Note: stuff like tuple[T_contra] in the argument list doesn’t mean tuple is somehow being used contravariantly - it means that TestContra[object] is a subtype of TestContra[int], and to make that work the former has test_from_tuple(self, tup: tuple[object]) and the latter has test_from_tuple(self, tup: tuple[int]). Which is correct - if I have a TestContra[int] I can only pass a tuple[int] to it, but the actual function might support more possible arguments (eg tuple[object]). It might even support object for all I know.

mikeshardmind · November 21, 2023, 2:38am

No. If you wanted to decouple the types that way you could, but there’s no need to.

typing it as

class Translator[K, V]:
    __dictionary: dict[K, V]

    def __init__(self, dictionary: dict[K, V], /) -> None:
        self.__dictionary = dictionary

    def __getitem__(self, key: K, /) -> V:
        return self.__dictionary[key]

works fine today as invariant, and any other variance is incorrect, as can be surfaced by exploring what happens when that dict exists elsewhere still.

The inner dictionary needs to follow the variance rules for mutable mappings and other references to it may still exist.
Because of this, anything that goes into it and comes out of it must be precisely that type.
Because of this, K, V being invariant is correct.

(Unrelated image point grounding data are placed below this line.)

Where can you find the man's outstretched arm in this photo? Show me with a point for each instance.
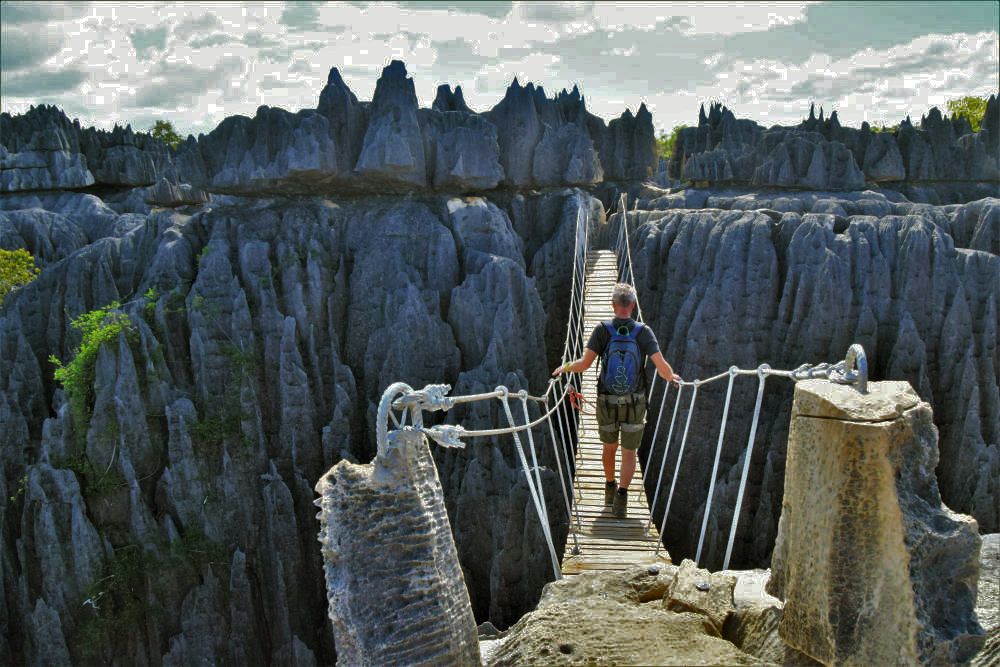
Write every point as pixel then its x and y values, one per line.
pixel 663 369
pixel 579 365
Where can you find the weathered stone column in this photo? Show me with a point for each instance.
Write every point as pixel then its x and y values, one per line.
pixel 873 568
pixel 394 584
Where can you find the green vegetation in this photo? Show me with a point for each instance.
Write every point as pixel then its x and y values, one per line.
pixel 973 109
pixel 891 129
pixel 98 327
pixel 21 486
pixel 164 130
pixel 666 141
pixel 150 298
pixel 17 269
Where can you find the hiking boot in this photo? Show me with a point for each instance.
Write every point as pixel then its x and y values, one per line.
pixel 609 492
pixel 619 508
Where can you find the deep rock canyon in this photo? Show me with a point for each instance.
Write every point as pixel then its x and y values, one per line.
pixel 282 270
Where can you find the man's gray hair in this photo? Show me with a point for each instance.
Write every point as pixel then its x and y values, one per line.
pixel 623 294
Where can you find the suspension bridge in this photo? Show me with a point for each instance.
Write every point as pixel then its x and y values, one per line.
pixel 560 417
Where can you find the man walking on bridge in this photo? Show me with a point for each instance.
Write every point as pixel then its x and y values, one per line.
pixel 623 345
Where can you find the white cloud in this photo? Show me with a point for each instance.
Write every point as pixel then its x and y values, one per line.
pixel 204 62
pixel 872 85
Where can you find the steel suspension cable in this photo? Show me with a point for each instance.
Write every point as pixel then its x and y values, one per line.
pixel 663 461
pixel 762 378
pixel 715 465
pixel 535 493
pixel 680 456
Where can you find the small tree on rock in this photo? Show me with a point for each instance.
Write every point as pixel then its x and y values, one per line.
pixel 164 131
pixel 17 268
pixel 971 108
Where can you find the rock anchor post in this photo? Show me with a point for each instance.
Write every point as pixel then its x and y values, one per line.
pixel 873 568
pixel 395 588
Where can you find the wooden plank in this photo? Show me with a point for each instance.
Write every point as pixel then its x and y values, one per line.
pixel 606 543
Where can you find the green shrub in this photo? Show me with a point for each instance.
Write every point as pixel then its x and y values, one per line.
pixel 17 269
pixel 973 109
pixel 98 327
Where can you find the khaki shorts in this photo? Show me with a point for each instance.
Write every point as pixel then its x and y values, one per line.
pixel 623 414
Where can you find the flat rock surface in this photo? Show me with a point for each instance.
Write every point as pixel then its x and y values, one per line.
pixel 827 400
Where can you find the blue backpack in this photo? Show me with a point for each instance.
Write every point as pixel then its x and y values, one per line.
pixel 621 362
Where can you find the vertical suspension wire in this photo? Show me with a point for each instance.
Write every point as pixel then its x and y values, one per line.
pixel 570 507
pixel 523 395
pixel 565 435
pixel 656 430
pixel 535 493
pixel 663 461
pixel 715 465
pixel 677 467
pixel 761 379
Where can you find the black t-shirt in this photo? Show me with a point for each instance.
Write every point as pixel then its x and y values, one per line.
pixel 600 338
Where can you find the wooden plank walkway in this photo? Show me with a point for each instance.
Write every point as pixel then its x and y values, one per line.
pixel 606 543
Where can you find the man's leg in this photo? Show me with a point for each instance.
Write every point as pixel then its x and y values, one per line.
pixel 628 467
pixel 608 460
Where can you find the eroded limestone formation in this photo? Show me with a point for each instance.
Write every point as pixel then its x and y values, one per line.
pixel 753 285
pixel 394 583
pixel 873 568
pixel 925 162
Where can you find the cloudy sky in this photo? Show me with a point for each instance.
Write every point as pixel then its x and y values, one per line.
pixel 196 63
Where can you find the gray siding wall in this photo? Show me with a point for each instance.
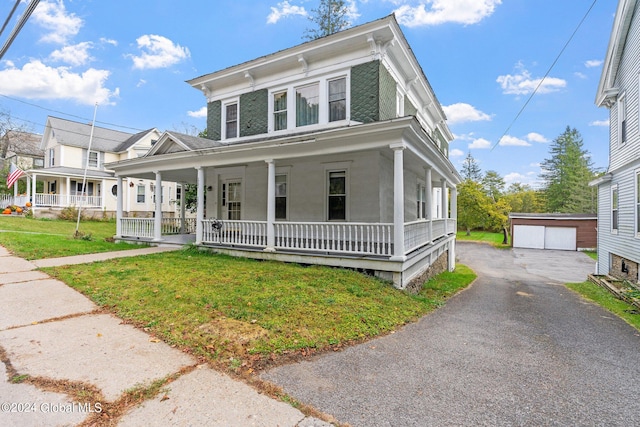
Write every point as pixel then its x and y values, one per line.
pixel 214 120
pixel 254 113
pixel 624 160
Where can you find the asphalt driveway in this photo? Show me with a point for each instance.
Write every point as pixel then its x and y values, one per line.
pixel 516 348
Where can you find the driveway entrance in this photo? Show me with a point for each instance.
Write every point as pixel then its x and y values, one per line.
pixel 516 348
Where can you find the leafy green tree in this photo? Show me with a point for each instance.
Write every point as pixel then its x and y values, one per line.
pixel 566 175
pixel 470 169
pixel 330 17
pixel 473 206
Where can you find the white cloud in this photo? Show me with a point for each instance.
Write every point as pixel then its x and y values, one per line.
pixel 512 141
pixel 536 137
pixel 462 113
pixel 480 143
pixel 593 63
pixel 52 16
pixel 523 84
pixel 435 12
pixel 158 52
pixel 38 81
pixel 198 113
pixel 284 9
pixel 75 55
pixel 456 153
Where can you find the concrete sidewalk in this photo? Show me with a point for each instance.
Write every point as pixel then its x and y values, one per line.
pixel 50 331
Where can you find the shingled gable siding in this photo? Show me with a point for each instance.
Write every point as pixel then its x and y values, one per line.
pixel 254 113
pixel 214 120
pixel 373 93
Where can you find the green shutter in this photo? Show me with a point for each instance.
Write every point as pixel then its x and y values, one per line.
pixel 214 120
pixel 254 112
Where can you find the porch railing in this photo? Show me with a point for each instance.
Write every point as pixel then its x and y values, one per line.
pixel 353 238
pixel 174 226
pixel 63 200
pixel 370 239
pixel 243 233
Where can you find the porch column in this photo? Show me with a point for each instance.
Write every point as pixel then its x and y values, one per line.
pixel 183 208
pixel 445 208
pixel 200 208
pixel 157 223
pixel 398 201
pixel 119 207
pixel 429 193
pixel 33 192
pixel 271 205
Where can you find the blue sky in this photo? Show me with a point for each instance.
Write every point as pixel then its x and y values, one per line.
pixel 483 59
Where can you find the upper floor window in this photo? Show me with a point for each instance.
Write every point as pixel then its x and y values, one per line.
pixel 307 105
pixel 231 120
pixel 280 111
pixel 337 99
pixel 93 159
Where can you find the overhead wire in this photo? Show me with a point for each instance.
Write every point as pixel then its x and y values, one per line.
pixel 545 76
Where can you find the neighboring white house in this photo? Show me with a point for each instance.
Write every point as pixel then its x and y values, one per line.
pixel 619 188
pixel 332 152
pixel 66 155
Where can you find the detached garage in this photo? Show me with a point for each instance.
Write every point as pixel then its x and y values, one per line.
pixel 567 232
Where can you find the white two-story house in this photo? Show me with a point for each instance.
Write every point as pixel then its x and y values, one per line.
pixel 619 188
pixel 77 152
pixel 332 152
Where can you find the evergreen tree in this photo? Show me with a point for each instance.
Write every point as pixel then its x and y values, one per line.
pixel 470 169
pixel 566 175
pixel 330 17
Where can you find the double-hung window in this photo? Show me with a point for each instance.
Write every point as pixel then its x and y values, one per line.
pixel 141 194
pixel 337 99
pixel 231 120
pixel 280 111
pixel 614 209
pixel 93 159
pixel 622 119
pixel 307 105
pixel 337 203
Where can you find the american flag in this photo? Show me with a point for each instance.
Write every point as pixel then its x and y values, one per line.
pixel 14 174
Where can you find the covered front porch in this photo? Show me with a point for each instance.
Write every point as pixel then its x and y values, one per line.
pixel 388 208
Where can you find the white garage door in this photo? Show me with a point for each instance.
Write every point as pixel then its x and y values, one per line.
pixel 528 236
pixel 562 238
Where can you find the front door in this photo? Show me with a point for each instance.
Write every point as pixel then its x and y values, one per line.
pixel 232 200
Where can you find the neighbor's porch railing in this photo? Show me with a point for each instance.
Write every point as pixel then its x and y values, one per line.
pixel 62 200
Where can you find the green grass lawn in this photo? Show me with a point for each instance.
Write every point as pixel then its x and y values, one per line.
pixel 495 239
pixel 31 238
pixel 604 298
pixel 244 314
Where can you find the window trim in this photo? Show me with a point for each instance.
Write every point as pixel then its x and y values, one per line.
pixel 623 131
pixel 615 211
pixel 331 168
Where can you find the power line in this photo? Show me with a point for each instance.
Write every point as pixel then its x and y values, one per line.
pixel 545 76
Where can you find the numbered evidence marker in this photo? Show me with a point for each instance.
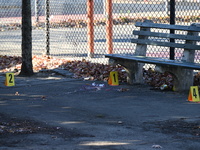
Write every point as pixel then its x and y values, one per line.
pixel 193 94
pixel 10 80
pixel 113 78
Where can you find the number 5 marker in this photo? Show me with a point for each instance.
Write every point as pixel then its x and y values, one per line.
pixel 113 78
pixel 193 94
pixel 10 80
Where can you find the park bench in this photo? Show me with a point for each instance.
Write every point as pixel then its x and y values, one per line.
pixel 185 38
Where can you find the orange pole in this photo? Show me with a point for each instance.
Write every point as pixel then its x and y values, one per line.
pixel 90 25
pixel 109 26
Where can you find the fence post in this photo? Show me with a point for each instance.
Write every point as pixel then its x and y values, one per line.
pixel 109 26
pixel 172 21
pixel 90 25
pixel 47 26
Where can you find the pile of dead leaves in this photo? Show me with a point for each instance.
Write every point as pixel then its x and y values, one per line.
pixel 89 71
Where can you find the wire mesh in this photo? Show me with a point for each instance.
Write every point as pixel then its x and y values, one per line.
pixel 68 34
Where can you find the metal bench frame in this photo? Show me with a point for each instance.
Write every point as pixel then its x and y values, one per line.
pixel 181 69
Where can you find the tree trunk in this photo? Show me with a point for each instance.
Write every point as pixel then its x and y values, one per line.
pixel 27 66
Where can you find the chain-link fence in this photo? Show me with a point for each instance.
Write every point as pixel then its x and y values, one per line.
pixel 70 35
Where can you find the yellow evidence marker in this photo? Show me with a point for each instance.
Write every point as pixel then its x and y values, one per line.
pixel 113 78
pixel 10 79
pixel 193 94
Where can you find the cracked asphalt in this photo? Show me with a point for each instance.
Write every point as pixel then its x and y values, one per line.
pixel 63 113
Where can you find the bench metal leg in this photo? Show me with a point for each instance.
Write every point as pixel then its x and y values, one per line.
pixel 134 70
pixel 183 78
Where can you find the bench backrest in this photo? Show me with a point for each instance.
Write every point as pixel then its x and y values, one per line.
pixel 148 37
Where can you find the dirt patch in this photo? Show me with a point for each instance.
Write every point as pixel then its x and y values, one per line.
pixel 181 127
pixel 15 132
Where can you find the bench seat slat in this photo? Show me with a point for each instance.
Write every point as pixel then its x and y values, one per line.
pixel 167 35
pixel 168 26
pixel 166 44
pixel 151 60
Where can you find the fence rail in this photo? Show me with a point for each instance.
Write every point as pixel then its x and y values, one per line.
pixel 110 30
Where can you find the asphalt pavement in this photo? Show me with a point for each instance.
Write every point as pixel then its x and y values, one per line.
pixel 103 117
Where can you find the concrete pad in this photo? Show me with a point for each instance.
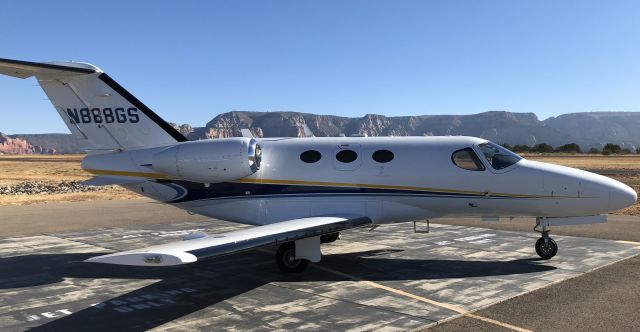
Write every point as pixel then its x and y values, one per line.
pixel 45 285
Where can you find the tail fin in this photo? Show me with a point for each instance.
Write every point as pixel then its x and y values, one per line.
pixel 94 107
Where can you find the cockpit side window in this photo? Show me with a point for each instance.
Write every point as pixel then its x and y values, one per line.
pixel 497 156
pixel 467 159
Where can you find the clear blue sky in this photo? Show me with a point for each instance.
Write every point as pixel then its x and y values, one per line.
pixel 191 60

There has been no benefit shown to trying to come up with narrow cases where we can reason something is safe when the categorical rules work. The thread starts with someone wanting to special case variance in private, but we can find various ways that this isn’t needed that work today without adding special casing based on conventions of privacy that aren’t enforced.

Using a Translator[int, str] where a Translator[object, object] is expected hasn’t been shown to be useful, and I would argue cannot be useful.

If you care about the type specifically but allow Translator[int, str], you wouldn’t be expecting a Translator[object, object] If you just care that it’s a translator, you can just accept a Translator (implicitly Translator[Any, Any]), the underlying premise of changing this is itself flawed because the problems presented here are not type checking being incorrect but of bad specification of expectations. Teaching people to specify types in a way that feels more intuitive (and providing more intuitive tooling and better diagnostic feedback) is a much better goal for “fixing this” than having typing diverge from actual language more.